DEMOREP's Condorcet Tiebreaker
DEMOREP1 at aol.com
DEMOREP1 at aol.com
Mon Oct 19 17:53:55 PDT 1998
Mr. Davidson wrote-
[1] Your solution appears to have two options. What determines which
option is to be used? The answer is important because in another example
the same candidate could be the winner in the first option and the loser in
the second option.
Option one appears to be Approval Voting. If Condorcet fails, then
Approval Voting is tapped to provide a winner - in this example that would
be candidate C.
But, 63 is not a majority of 300.
[2] In option two, I understand that candidate E is eliminated, but what
happens next? Do you transfer the 18 votes to the next choices and then go
back and try to work Condorcet a second time, hoping that it will not fail
again?
[3] Also, why is that you are willing to eliminate a candidate in
Condorcet, but you are not willing to eliminate a candidate in Choice
Run-Off(IRV)?
----
I mention again that either N/2 option is NOT my choice of a tiebreaker. The
N/2 options lead me to my tiebreaker choice-- to repeatedly drop the last
numbered YES votes (Nth, N-1th, N-2th, etc.) from all ballots and to recheck
the head to head math.
With that in mind--
[1] The idea is that there should be an incentive to reduce insincere votes in
the lower numbered places.
Plurality (i.e. voting in first place only) is defective because it obviously
causes many insincere votes for the winners.

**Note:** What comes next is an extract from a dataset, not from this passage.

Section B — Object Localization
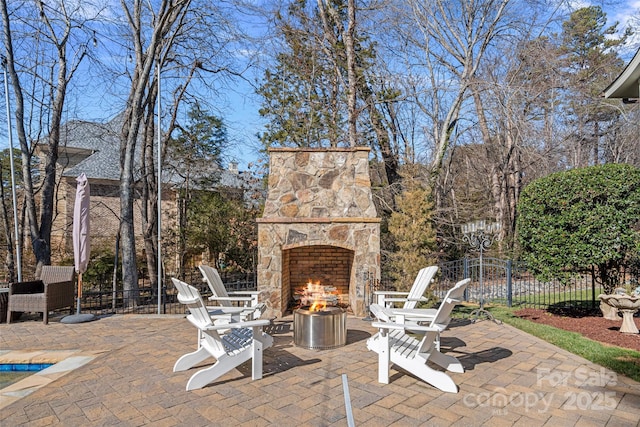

The same may be said to a lesser extent for limited voting in more places
(such as voting only for a first place and a second place choice in a 10
choice situation).
Simple Approval Voting goes too far by permitting a *1* vote for all choices
but not number ranking the choices.
63 is a majority of 100.
[2] Due to truncated votes, there might be cases when option 1 would fail to
get any majority of all the votes winner.
Choices not voted for on truncated ballots might be deemed to be in last place
for purposes of option 2.
A choice thus will get a left or right majority of all the voters.
If a choice is eliminated using option 2, then the head to head math would be
rechecked.
[3] Since head to head math is not done in IRO, then the tiebreaker
elimination methods of Condorect and IRO cannot be compared. IRO fans
somehow fail to see that 1 choice can beat each other choice head to head-
i.e. a Condorcet winner-- whether there are 2, 3 or N choices.